Full methods and all associated references are available in the online version of the paper at www.nature.com/nature.

Further details for additional methods used in this study are provided in Supplementary Information.

Supplementary Material

Acknowledgments

This genome sequencing and annotation work was funded by the Wellcome Trust [grant number WT085775/Z/08/Z] and NIH-NIAID grant AI48828 to NES. We thank Neil D. Rawlings of the MEROPS database team at the Wellcome Trust Sanger Institute for his invaluable help, Dr. Jean C. Illes for discussions on polarity complexes, and Fransisco Prosdocimi and Maria Rosa Domingo Sananes for early discussions and analyses in the project. FISH chromosome mappings were partially supported by Oyama Health Foundation (H.H.), JSPS (13557021) (H.H.), 21st century COE and global COE of MEXT. Additional support by The Sandler Foundation (C.R.C., M.S.), NIH R01 GM60595 (P.C.B.), NIH-Fogarty 5D43TW006580 (P.T.L.), NIH-Fogarty 5D43TW007012-03, NIH Grant AI054711-01A2 (R.A.W. and G.P.D.), FAPEMIG REDE-281/05 (G.O.), the PhRMA Foundation (Postdoctoral Fellowship in Informatics to S.T.M.), The Burroughs Wellcome Fund (P.T.L.) and The UNICEF/UNDP/World bank/WHO Special program for research and training in tropical diseases (TDR) (P.T.L.).

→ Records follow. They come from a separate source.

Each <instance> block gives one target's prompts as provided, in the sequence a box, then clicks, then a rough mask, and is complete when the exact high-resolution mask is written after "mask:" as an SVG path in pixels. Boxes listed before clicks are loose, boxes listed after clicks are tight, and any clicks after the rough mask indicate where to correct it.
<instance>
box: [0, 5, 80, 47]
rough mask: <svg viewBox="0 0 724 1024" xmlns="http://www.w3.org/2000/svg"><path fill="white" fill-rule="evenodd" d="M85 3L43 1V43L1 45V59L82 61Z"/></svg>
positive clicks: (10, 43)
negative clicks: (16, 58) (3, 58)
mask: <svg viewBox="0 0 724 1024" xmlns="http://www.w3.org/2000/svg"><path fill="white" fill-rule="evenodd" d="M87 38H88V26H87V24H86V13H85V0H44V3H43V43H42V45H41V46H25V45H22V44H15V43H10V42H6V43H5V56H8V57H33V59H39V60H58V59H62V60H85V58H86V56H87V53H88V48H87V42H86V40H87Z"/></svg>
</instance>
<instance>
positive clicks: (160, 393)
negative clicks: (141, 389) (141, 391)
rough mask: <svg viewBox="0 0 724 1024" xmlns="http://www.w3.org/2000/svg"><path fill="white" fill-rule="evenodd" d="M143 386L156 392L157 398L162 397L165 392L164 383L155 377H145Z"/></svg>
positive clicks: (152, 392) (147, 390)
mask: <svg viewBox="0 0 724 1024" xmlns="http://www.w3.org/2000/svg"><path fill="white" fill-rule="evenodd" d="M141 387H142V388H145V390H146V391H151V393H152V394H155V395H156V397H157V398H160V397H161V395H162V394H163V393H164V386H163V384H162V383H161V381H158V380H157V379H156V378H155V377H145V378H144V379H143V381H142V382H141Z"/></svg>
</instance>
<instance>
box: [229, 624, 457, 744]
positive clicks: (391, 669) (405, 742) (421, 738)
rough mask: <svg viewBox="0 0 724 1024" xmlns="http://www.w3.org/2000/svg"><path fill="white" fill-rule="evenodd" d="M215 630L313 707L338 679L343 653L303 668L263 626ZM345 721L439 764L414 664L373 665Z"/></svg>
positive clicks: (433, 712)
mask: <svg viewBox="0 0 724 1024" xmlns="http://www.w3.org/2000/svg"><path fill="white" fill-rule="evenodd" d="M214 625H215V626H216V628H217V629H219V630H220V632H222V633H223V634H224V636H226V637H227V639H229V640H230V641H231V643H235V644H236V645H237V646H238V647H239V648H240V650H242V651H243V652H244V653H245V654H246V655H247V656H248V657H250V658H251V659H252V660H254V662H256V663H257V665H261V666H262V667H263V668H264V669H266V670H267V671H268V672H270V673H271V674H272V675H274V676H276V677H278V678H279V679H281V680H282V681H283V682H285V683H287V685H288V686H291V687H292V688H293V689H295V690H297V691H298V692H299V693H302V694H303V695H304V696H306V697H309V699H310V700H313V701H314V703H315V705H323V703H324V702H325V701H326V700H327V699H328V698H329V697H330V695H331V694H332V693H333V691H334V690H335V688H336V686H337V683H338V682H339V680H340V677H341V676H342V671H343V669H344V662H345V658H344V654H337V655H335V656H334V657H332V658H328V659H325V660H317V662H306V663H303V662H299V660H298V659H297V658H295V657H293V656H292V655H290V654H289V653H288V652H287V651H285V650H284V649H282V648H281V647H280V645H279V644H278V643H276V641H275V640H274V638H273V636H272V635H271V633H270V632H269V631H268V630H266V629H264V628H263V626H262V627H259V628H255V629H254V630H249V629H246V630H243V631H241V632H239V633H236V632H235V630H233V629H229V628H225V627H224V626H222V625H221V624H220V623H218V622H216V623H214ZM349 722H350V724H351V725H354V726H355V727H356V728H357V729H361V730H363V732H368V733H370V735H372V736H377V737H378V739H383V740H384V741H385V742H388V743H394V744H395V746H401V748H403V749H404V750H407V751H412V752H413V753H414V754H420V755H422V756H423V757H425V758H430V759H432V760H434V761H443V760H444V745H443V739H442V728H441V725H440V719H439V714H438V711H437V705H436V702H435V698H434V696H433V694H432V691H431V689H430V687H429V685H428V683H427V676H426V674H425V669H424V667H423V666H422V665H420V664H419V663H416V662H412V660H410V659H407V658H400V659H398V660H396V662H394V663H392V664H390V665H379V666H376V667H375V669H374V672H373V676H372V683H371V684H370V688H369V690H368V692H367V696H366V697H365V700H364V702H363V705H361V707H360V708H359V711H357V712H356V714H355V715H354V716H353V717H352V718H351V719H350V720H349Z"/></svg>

R.D.M. was a recipient of CAPES and FAPESP fellowships.

Footnotes

Author Contributions: AI, AW, CMFL, DAJ, NMES and PTLV initiated the project; MQ constructed DNA libraries and JP and JR directed sequencing; YG and ZN assembled the genome sequence data; HH, PTLV, RP and YH produced the mapping data; ADe, ADj, ART, BH, DB, DL, GCC, JW, MAA, MAR, MSa, OW, PDA, RH, SLS and TE provided computational and bioinformatic support; ART, MAA and RH setup and maintained the genome database; CM, DB, GB, GCC and JG produced the gene finding training set; BH, MP and MSt trained genefinding software; AP, BB and BH annotated the genome data; AC, AZ, BAL, CRC, DLW, GO, GPD, JPO, LFA, MSa, MZ, PMV, RC, RDM, STM, TAD and WW contributed specific analysis topics presented in this manuscript; CHF and EG contributed to general project and sequencing management; BB, CHF, CRC and JP commented on the manuscript drafts; GCC performed data submission to Genbank; AW, MB, NMES, PTLV drafted and edited the paper; AW, DAJ and PTLV provided DNA resources for the sequencing; MB and NMES directed the project and assembled the manuscript

.

Author Information: The annotated genome sequence has been submitted to EMBL with the accession numbers FN357292-FN376313. All data are also available for browsing in the GeneDB database (http://www.genedb.org/genedb/smansoni/). The CHORI BAC clones used in this study are available from http://bacpac.chori.org/.

The authors have no competing financial interests.